Monaghan, a father of four, said he was stunned and saddened while watching a news conference by former FBI Director Louis Freeh, hired by Penn State to look into the scandal that has rocked the school.
“I said from the beginning that obviously for the victims in this case, you’re heart bleeds for them,” Monaghan said. “For this to go on as long as it did is heartless.
“Secondly, I’m a huge Joe Paterno fan. The Joe Paterno I knew back in the ’80s isn’t the one coming out now. There was no doubt in my my mind that Joe Paterno was the most powerful man on campus, and if there was anything going on anywhere, Joe would know about it.”
Monaghan said Paterno was a stickler for integrity and discipline. The suggestion that the Hall of Fame coach wouldn’t report Sandusky to authorities just doesn’t add up, Monaghan said.
“Joe knew everything,” Monaghan said. “If you got in trouble off the field, if you were having problems in class, if you weren’t doing things the right way, Joe wasn’t one to turn the other way. Joe was on top of you. He came down hard on you.
“It’s why anyone who played for Joe has a hard time understanding this. It was Joe’s way and that was it. There was no middle ground. You did it the right way. He was a man of principle. I can only talk of the Joe I knew at Penn State.”
Monaghan isn’t buying that Paterno’s advanced age may have been a factor.

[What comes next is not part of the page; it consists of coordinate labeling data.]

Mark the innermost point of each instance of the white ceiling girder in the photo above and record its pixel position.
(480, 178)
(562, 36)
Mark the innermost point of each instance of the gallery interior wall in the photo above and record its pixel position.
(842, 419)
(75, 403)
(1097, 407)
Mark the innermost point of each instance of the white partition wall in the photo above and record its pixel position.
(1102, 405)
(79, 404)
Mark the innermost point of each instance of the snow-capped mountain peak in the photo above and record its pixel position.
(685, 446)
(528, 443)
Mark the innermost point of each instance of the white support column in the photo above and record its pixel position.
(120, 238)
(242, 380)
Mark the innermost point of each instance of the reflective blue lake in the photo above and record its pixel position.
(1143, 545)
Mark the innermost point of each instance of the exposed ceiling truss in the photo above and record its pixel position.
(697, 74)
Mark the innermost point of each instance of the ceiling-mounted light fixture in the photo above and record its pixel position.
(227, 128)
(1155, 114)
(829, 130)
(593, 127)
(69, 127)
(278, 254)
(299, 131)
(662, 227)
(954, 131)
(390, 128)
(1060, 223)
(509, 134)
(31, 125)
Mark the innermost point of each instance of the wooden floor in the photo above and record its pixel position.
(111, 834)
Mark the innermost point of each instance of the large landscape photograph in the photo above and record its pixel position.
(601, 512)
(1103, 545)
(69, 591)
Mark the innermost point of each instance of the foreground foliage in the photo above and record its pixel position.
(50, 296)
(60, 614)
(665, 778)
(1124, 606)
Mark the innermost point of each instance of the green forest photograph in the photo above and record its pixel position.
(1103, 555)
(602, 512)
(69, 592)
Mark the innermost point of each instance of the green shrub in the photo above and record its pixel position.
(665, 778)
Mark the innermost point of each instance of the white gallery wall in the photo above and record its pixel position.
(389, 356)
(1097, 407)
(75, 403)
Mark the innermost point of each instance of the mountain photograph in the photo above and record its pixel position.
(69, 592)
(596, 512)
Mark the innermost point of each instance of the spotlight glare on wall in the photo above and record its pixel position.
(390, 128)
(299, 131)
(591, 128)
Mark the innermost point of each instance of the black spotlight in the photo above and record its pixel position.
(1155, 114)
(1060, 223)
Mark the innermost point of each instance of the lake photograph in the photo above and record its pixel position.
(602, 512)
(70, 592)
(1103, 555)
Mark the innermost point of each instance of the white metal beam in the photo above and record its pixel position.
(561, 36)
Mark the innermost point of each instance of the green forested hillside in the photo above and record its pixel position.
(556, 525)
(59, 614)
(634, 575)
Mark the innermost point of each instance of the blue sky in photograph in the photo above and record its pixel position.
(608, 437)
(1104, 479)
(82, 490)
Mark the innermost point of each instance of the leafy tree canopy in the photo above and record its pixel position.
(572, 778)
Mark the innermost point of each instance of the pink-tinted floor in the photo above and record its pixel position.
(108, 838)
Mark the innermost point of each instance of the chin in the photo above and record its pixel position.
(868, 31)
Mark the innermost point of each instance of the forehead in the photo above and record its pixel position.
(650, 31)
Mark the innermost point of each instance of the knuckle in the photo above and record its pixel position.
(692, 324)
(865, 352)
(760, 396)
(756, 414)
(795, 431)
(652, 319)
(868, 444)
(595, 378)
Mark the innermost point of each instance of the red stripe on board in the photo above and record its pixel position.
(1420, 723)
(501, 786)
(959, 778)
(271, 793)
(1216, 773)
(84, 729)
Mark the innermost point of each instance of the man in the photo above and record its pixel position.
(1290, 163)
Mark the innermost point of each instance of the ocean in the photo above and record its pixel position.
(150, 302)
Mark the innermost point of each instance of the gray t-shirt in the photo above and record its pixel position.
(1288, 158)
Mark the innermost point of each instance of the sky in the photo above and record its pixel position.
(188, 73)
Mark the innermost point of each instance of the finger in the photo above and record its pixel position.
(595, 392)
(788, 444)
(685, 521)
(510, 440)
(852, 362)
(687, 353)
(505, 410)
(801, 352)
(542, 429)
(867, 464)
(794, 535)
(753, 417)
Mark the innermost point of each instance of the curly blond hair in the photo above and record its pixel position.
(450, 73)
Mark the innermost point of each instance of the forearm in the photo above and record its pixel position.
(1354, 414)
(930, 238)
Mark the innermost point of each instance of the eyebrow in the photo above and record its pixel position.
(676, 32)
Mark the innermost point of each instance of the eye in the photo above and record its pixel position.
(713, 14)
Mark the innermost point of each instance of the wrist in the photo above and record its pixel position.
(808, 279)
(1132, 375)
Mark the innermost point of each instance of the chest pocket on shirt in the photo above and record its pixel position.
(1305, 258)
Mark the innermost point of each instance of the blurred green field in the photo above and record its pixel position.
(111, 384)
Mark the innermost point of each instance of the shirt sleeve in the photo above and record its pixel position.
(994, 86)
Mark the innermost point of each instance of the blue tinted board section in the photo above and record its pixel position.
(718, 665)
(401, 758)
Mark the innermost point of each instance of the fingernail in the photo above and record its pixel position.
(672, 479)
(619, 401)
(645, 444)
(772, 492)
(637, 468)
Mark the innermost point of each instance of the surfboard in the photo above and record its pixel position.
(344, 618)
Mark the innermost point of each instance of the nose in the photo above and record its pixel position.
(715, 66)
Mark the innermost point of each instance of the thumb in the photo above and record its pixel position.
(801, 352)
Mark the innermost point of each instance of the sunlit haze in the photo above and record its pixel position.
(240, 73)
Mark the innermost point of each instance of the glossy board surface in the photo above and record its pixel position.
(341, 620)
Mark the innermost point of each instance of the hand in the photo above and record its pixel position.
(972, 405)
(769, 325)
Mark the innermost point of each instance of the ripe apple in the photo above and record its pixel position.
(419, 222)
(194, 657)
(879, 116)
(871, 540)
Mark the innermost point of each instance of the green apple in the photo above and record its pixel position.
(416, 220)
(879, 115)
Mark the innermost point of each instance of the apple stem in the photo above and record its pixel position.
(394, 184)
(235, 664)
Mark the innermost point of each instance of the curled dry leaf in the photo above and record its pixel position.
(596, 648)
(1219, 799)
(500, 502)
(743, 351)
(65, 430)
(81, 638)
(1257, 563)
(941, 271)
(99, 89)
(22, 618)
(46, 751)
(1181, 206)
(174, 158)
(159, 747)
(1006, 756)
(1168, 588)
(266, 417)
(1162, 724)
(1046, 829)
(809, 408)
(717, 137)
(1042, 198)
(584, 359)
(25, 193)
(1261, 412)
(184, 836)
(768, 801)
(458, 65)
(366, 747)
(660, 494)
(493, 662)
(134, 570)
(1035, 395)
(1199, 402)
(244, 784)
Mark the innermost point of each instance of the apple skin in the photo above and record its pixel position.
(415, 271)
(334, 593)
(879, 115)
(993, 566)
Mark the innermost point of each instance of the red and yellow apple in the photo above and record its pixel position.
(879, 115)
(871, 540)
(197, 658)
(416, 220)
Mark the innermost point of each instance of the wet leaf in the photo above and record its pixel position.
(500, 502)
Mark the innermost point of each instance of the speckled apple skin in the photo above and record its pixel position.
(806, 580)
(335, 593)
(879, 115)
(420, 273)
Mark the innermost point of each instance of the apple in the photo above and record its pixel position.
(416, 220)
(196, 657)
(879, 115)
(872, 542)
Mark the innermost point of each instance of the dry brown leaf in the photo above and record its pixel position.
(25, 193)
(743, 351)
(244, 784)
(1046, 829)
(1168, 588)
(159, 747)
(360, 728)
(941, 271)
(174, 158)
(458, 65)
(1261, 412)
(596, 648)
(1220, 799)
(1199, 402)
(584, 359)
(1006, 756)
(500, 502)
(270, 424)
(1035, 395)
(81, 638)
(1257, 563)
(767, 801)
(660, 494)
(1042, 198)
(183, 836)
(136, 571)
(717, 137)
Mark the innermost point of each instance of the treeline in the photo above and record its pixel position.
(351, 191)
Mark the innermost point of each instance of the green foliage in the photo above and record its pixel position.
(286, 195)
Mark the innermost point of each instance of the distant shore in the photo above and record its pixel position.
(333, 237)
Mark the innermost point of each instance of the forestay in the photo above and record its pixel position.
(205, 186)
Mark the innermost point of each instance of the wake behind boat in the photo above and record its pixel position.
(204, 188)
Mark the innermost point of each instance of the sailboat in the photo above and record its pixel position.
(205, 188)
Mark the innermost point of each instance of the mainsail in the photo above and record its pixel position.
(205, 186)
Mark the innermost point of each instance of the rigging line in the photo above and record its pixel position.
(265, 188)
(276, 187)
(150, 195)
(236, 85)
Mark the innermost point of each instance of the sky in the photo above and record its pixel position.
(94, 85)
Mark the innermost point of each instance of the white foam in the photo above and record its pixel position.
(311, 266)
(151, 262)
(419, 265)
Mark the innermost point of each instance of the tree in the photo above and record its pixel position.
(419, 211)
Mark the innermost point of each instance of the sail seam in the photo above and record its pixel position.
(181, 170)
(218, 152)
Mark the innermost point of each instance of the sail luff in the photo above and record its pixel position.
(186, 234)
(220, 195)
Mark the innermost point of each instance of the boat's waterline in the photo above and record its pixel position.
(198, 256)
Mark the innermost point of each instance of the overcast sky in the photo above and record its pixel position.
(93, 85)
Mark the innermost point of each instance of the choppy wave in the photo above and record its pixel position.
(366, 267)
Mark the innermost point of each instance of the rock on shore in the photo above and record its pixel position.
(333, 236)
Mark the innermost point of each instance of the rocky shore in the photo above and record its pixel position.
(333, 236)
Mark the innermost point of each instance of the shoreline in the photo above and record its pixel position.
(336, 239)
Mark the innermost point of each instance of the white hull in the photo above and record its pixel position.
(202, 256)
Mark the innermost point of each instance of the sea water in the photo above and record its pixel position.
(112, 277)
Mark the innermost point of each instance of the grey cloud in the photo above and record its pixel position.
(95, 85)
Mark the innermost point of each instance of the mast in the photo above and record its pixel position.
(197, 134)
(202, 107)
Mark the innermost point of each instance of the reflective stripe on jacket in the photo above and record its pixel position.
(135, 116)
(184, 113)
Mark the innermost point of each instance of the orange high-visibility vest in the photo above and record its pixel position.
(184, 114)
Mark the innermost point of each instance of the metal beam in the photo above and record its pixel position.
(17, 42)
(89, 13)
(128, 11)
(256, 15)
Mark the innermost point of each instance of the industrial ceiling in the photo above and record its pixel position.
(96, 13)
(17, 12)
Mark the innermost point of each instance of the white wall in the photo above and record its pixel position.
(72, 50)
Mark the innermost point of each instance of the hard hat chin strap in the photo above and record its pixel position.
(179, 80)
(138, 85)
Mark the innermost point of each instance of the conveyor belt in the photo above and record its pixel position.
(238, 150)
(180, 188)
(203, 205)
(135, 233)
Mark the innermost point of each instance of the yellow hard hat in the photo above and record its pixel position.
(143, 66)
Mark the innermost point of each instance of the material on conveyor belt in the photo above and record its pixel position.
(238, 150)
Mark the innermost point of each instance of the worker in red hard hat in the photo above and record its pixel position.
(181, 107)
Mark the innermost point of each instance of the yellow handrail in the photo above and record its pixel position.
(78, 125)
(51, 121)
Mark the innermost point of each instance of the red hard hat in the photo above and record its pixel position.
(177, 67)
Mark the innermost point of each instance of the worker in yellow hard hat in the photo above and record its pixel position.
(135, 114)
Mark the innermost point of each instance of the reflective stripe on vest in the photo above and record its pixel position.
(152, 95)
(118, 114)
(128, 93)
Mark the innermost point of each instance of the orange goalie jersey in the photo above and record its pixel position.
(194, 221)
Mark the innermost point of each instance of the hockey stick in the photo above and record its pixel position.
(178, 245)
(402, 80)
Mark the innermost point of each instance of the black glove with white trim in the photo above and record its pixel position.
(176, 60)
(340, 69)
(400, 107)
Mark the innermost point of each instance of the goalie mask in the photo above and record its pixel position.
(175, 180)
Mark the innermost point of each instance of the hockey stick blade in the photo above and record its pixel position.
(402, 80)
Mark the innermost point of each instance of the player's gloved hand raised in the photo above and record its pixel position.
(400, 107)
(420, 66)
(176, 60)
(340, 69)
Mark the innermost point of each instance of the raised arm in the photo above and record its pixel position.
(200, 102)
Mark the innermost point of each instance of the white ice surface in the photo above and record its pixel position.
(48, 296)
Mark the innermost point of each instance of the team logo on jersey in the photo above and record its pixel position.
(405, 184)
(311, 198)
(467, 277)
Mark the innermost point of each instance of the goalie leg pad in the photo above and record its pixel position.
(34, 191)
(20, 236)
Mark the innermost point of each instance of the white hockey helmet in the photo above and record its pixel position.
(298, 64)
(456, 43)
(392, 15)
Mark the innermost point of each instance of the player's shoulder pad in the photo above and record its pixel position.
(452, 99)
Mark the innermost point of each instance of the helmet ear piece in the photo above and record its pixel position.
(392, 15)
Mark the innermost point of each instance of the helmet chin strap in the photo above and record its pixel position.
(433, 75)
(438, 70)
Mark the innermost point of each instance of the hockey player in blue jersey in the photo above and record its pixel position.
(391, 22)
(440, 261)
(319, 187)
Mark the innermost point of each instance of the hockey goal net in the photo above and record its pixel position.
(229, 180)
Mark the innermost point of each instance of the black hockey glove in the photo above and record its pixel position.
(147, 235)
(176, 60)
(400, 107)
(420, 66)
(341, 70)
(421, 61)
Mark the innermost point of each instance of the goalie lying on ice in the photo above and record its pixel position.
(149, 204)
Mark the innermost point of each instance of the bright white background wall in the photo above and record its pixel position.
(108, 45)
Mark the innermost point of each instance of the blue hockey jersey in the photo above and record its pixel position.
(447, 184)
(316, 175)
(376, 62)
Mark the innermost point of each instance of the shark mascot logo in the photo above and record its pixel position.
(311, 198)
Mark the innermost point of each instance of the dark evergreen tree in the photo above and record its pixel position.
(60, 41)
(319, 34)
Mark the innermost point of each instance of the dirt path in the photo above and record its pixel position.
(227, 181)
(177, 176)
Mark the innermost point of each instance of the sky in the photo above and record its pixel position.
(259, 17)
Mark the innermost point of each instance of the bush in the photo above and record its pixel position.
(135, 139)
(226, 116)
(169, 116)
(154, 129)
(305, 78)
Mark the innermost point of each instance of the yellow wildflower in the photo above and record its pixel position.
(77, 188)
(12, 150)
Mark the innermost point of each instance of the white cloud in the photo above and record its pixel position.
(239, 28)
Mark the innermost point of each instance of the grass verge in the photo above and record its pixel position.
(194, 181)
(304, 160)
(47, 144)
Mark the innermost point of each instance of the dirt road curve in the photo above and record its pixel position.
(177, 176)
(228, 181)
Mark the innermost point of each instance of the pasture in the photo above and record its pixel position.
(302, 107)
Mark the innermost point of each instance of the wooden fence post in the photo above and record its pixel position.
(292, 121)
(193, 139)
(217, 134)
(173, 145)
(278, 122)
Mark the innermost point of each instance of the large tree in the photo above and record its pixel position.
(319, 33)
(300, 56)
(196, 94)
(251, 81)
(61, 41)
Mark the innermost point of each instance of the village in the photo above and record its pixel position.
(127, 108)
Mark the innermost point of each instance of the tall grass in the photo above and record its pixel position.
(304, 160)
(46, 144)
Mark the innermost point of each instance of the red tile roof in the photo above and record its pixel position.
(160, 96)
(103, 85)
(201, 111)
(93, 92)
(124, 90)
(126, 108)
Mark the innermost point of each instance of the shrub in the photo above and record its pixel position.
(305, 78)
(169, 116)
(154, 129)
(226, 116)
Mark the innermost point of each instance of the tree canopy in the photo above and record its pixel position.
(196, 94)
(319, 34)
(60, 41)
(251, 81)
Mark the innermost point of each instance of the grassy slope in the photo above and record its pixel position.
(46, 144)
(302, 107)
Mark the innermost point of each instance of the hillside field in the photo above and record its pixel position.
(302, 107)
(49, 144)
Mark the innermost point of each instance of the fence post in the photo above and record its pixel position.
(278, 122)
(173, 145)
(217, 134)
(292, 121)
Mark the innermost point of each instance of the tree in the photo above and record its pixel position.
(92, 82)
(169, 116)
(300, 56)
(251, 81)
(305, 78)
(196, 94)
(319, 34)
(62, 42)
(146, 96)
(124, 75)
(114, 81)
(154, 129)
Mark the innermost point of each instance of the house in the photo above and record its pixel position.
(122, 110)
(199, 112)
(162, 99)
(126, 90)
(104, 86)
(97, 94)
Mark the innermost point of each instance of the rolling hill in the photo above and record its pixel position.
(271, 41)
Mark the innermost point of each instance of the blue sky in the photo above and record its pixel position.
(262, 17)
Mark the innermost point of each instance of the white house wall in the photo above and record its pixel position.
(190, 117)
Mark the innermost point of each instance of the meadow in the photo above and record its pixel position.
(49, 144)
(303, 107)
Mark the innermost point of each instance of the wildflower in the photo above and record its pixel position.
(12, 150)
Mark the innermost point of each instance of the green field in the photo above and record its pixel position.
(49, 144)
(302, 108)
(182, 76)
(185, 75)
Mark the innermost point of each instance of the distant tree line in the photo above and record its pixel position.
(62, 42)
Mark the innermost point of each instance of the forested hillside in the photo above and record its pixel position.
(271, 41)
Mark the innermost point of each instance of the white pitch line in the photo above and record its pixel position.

While Paterno’s sharp wit may have dulled a bit in recent years, the most sensational Sandusky allegations date back nine to 14 years ago when Paterno was in his 60s and early 70s — when he was as feisty as ever, Monaghan said.
The former football letterman, who came to Penn State as a freshman in 1985, said he’s struggling today to put the Paterno legacy in perspective.
“It’s a tough question to answer right now,” Monaghan said. “As far as his legacy, it’s tough to disregard all the good he did for the university. Let’s face it, the university wouldn’t be what it was without Joe Paterno.
“That being said, the acts that were going on up there can’t be accepted and I can’t understand it. The Joe I knew would never let that go on. There was always a consequence for your actions. Something as heinous and awful as this, it’s hard to think Joe wouldn’t have been all over this and jumped in and been ‘That’s it.’
“I’m still stuck like it’s two different people I knew. The Joe I knew doesn’t seem like the same person that let this go on.”